L’écrivain, enseignant-chercheur et universitaire, Rachid Sidi Boumedine, auteur du très remarqué essai intitulé «Aux sources du Hirak», publié par les éditions Chihab, sera présent cette après-midi dès 14 heures à la librairie Média Book de l’Enag, dans le cadre de la rencontre littéraire hebdomadaire «l’Agora du livre».

Abdelhakim Meziani, l’animateur de cet espace littéraire, précise dans la présentation de cette rencontre-débat que le chercheur, notamment, spécialisé en études sociologiques mais également largement connu du public pour ses études dans les domaines de l’urbanisme et de l’aménagement, reviendrait sur les motivations de l’écriture de son ouvrage consacré au Hirak. Un ouvrage très engagé, donnant au lecteur sur plus de 300 pages plusieurs «clefs» de compréhension sur les causes et sur l’avenir du mouvement populaire.
En effet, cet ouvrage, qui se présente comme l’occasion de remonter «aux sources» du mouvement populaire algérien, propose des pistes à même d’expliquer les racines d’un «mouvement puissant et pacifique dont le patriotisme joyeux souligne parfaitement les mécanismes de résilience et de survie d’une société face à un système clientéliste et ses réseaux rentiers».

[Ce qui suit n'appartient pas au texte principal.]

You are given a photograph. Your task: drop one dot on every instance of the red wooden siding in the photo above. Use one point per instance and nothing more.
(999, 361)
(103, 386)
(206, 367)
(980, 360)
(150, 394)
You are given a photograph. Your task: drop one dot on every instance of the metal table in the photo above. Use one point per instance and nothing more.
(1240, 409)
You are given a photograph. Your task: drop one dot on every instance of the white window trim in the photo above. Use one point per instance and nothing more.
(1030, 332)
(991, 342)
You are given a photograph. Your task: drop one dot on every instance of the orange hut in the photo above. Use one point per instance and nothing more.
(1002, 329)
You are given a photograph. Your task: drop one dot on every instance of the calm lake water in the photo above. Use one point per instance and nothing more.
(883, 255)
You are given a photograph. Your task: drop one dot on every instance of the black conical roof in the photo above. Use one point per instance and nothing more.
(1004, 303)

L’auteur, qui partage ainsi son intérêt pour un mouvement «unique en son genre», nous a récemment déclaré, lors d’une rencontre organisée par son éditeur, que la particularité du Hirak aura été de trouver le point commun entre les différentes luttes qu’à connues le pays depuis plusieurs années, affirmant qu’ «avant le Hirak, l’Algérie n’avait connu que des mouvements de lutte au niveau local». Une convergence rendue possible par le sentiment d’appartenance à un même peuple, avait ajouté Rachid Sidi Boumedine, estimant que «s’il est faux de croire que les réseaux sociaux ont fait le Hirak, il ont néanmoins permis l’interconnaissance des luttes. Cela a fait comprendre à tous que nous étions un seul peuple, c’est en cela que le Hirak a été plus efficace que tous les sociologues des vingt dernières années».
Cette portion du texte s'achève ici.